Question to the brain

Ist das Hirn nachts wacher?

Questioner: Ein Realschüler

Published: 18.09.2017

Stimmt es, dass das Gehirn beim Schlafen viel wacher ist als tagsüber?  

The editor's reply is:

Prof. Dr. Thomas Penzel, Wissenschaftlicher Leiter des Interdisziplinären Schlafmedizinischen Zentrums der Charité – Universitätsmedizin Berlin: Unser Gehirn „schläft” niemals, weder am Tag noch in der Nacht. Auch wenn man erwartet, dass unser Gehirn nachts weniger aktiv ist als tagsüber, stimmt das nicht immer:
Tatsächlich gibt es große Unterschiede zwischen den einzelnen Schlafphasen. Zum Beispiel ist unser Gehirn besonders während der so genannten REM-Phasen, die bei Erwachsenen ca. 20 bis 25 Prozent des Schlafs ausmachen, hochgradig betriebsam. 

REM steht für „rapid eye movements“: Wie der Name schon sagt, bewegen sich während dieser Phase unsere Augen unter den geschlossenen Augenlidern hin und her.

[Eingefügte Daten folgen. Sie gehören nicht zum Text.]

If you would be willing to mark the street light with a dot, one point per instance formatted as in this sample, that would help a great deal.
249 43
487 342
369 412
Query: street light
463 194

Außerdem beschleunigen sich unser Blutdruck, Puls und Atmung – ein Bild, das dem Wachzustand verblüffend ähnlich sieht. Kein Wunder also, dass REM-Schlaf auch als „paradoxer Schlaf“ bezeichnet wird. 

Und wie „wach“ ist das Gehirn, wenn wir schlafen? Die Aktivität des Gehirns kann mit vielen verschiedenen Verfahren untersucht werden. Eine beliebte Variante ist die Elektroenzephalographie (EEG), mit der sich Potenzialschwankungen über der gesamten Schädeldecke messen lassen. Diese Spannungsunterschiede wiederrum erlauben Aufschlüsse über die Aktivität von Nervenzellen und damit des Gehirns. 

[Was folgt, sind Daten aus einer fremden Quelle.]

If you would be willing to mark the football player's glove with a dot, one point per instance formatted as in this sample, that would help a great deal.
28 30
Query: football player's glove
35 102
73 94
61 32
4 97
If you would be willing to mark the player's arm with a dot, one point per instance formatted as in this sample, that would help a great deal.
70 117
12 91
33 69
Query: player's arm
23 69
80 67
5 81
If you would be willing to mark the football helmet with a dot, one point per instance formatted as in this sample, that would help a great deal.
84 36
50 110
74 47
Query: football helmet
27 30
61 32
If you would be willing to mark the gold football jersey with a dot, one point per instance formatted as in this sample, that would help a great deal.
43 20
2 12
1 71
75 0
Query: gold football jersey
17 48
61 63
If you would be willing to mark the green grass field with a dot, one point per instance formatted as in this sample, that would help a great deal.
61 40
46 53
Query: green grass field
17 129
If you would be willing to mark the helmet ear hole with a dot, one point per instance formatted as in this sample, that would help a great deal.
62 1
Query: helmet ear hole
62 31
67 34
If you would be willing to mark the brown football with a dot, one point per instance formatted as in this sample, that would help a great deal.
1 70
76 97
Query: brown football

Und tatsächlich ähneln sich das EEG-Muster während des REM-Schlafes und des Wachzustandes auf verblüffende Weise. Außerdem scheint das Gehirn in dieser Schlafphase in etwa so viel Energie wie im Wachzustand zu verbrauchen.  Während des Nicht-REM-Schlafes (NREM) geht es in unserem Kopf hingegen deutlich „ruhiger“ zu. Zusammen deutet das darauf hin, dass Schlaf eben nicht (nur) dazu dient, Energie zu konservieren.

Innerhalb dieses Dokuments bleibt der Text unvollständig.